Für manche mag es sich so anfühlen, als würde es schon lange auf sich warten lassen. Doch nur Hot Milk selber konnten wissen, wann es an der Zeit ist, ihr Debütalbum auf uns loszulassen! Wenn man bedenkt wie die Musiker aus ihren Startlöchern gekommen sind, so scheint es eine verdammt lange Wartezeit für ihre Fans gewesen zu sein. „Awful Ever After“ war ihre Debütsingle (2019), die keine Anzeichen von Kinderkrankheiten aufwies, ein Stück funkelnder, treibender, düsterer Pop-Rock, der fast im Alleingang dafür verantwortlich war, Hot Milk auf eine so erfolgreiche Bahn zu bringen.

Die Band nutzte sozusagen ihre drei veröffentlichten EPs, um ihren stadiontauglichen Sound für ihr erstes richtiges Album zu verfeinern und überschritt dabei mit Leichtigkeit wichtige Meilensteine.
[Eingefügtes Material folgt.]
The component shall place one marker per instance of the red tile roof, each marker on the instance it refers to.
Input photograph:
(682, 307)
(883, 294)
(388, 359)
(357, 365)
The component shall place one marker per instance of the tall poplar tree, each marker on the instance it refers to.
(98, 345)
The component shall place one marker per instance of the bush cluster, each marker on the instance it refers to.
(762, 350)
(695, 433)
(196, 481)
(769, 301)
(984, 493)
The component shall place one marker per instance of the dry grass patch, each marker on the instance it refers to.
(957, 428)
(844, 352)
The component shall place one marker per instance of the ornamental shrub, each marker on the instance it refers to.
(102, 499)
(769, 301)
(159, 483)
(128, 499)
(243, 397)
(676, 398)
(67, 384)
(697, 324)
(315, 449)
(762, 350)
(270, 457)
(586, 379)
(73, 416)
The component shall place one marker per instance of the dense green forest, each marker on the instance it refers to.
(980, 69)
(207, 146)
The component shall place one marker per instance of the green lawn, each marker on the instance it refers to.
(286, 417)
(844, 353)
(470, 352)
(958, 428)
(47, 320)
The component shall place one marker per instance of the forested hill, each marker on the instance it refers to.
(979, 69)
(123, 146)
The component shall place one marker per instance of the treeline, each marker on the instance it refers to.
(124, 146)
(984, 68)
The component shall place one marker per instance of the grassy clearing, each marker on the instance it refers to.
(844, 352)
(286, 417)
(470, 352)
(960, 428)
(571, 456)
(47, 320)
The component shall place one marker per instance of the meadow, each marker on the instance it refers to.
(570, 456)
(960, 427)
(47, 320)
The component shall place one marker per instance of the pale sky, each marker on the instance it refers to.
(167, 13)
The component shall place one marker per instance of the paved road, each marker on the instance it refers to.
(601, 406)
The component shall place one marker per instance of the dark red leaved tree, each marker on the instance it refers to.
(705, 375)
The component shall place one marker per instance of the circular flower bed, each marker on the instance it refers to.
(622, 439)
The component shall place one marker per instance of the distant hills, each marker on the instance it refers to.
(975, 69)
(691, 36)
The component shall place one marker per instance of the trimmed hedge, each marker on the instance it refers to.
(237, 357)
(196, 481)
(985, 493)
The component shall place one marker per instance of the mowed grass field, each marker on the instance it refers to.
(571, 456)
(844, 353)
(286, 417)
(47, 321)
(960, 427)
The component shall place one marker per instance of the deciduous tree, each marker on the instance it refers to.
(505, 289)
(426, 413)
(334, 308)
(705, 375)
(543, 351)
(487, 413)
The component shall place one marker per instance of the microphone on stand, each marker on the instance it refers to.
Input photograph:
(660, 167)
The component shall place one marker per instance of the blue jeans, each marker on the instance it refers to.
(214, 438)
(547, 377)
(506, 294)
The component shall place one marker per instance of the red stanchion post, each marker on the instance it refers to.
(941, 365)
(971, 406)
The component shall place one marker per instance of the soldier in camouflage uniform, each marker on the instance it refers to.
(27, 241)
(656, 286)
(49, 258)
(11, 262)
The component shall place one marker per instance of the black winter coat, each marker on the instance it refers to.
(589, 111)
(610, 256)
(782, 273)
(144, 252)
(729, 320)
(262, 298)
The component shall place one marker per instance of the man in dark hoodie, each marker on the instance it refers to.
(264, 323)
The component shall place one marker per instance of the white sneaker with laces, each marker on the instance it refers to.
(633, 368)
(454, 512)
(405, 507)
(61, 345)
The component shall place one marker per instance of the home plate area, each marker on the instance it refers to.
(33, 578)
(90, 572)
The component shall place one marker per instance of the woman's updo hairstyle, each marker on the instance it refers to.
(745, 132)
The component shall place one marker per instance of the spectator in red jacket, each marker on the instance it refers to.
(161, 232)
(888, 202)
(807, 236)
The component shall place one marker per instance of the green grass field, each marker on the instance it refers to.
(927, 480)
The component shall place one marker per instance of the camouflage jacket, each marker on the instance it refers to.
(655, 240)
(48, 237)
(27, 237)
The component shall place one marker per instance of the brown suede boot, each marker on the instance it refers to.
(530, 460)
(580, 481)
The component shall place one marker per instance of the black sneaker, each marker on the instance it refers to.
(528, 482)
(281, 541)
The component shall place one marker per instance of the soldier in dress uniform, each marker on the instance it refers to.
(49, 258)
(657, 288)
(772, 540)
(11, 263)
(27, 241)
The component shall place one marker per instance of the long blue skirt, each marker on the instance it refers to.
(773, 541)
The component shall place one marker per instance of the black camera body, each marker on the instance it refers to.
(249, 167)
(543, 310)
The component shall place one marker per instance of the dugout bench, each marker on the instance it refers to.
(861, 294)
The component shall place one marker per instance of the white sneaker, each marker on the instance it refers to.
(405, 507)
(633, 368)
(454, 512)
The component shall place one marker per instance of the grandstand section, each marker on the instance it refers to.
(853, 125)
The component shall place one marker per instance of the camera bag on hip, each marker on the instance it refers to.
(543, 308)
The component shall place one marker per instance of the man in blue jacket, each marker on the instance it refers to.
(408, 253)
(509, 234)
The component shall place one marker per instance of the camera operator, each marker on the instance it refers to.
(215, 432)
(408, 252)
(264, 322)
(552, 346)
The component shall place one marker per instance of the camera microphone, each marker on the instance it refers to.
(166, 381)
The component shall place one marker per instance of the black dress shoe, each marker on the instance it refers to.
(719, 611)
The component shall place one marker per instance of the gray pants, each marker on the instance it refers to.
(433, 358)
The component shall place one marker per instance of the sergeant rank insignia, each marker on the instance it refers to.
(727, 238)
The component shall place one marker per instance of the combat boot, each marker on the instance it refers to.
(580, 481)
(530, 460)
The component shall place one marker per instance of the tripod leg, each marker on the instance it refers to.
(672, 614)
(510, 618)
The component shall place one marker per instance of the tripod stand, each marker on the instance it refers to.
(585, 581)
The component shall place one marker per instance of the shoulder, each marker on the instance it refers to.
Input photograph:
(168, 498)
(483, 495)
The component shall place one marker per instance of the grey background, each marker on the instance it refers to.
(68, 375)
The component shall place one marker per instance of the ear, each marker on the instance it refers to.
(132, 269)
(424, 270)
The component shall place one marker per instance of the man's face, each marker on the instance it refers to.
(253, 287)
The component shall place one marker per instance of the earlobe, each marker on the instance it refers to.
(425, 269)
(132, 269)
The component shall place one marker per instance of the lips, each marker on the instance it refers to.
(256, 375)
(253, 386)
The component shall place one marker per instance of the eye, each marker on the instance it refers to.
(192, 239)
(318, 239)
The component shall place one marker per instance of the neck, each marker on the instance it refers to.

Ausverkaufte Touren, Festival-Hauptbühnen, Support für die Foo Fighters und Pale Waves und ein Auftritt bei Jimmy Kimmel – doch das soll erst der Anfang sein.

Aber wenn man Hot Milk jetzt mit ihren Anfängen vergleicht, wirken sie doch ziemlich anders. Die Tracks auf dem Debütalbum bewegen sich auf einem schmalen Grat zwischen Humor und Ernsthaftigkeit und strotzen nur so vor positivem Nihilismus. Sie suchen nicht so sehr das Licht in der Dunkelheit, sondern sie bringen einen zum Lachen, weil man ansonsten weinen müsste. Auch vom Sound her haben sich die Briten auf eine düstere und deutlich härtere Schiene eingelassen, was dem Ganzen für uns den nötigen Kick verleiht.

Mit ihrem Debüt „A Call To The Void“ sind Hot Milk auf dem besten Weg, sich in die oberen Ränge der internationalen Rockszene zu spielen. Doch ganz langsam, wir gehen nun Schritt für Schritt auf ihre LP ein.

Die Tracklist liest sich wie folgt:

1. WELCOME TO THE…
2. HORROR SHOW
3. BLOODSTREAM
4. PARTY ON MY DEATHBED
5. ALICE COOPER’S POOL HOUSE
6. ZONED OUT
7. OVER YOUR DEAD BODY
8. MIGRAINE
9. BREATHING UNDERWATER
10. AMPHETAMINE (feat. Julian Comeau & Loveless)
11. FORGET ME NOT

„Am I the darkness?“

Eingeläutet wird die Debüt-LP mit einem kleinen Intro, welches auf den Namen „Welcome to the…“ hört und uns perfekt auf das, was da kommen mag, einleitet. Nicht umsonst folgt darauf dann direkt die erste Vorab-Single „Horror Show„, die uns damals bereits einen ersten guten Blick auf das neue Album geben sollte. Dieser Track kommt in Form eines Drum-and-Bass-Kolosses daher, der ungestüm eine neue Ära von Hot Milk einläutete, eine, die mutiger, frecher und eindrucksvoller ist als je zuvor. In der FUTURE ARTIST-Show von Radio 1 kommentierte Jack Saunders:

“The odds are pitted against this band, it’s not often a traditional emo breaks through, but Hot Milk have fought the whole entire way to make their mark, find their way into your top tens, become a favourite for you, and Horror Show’s the best yet.”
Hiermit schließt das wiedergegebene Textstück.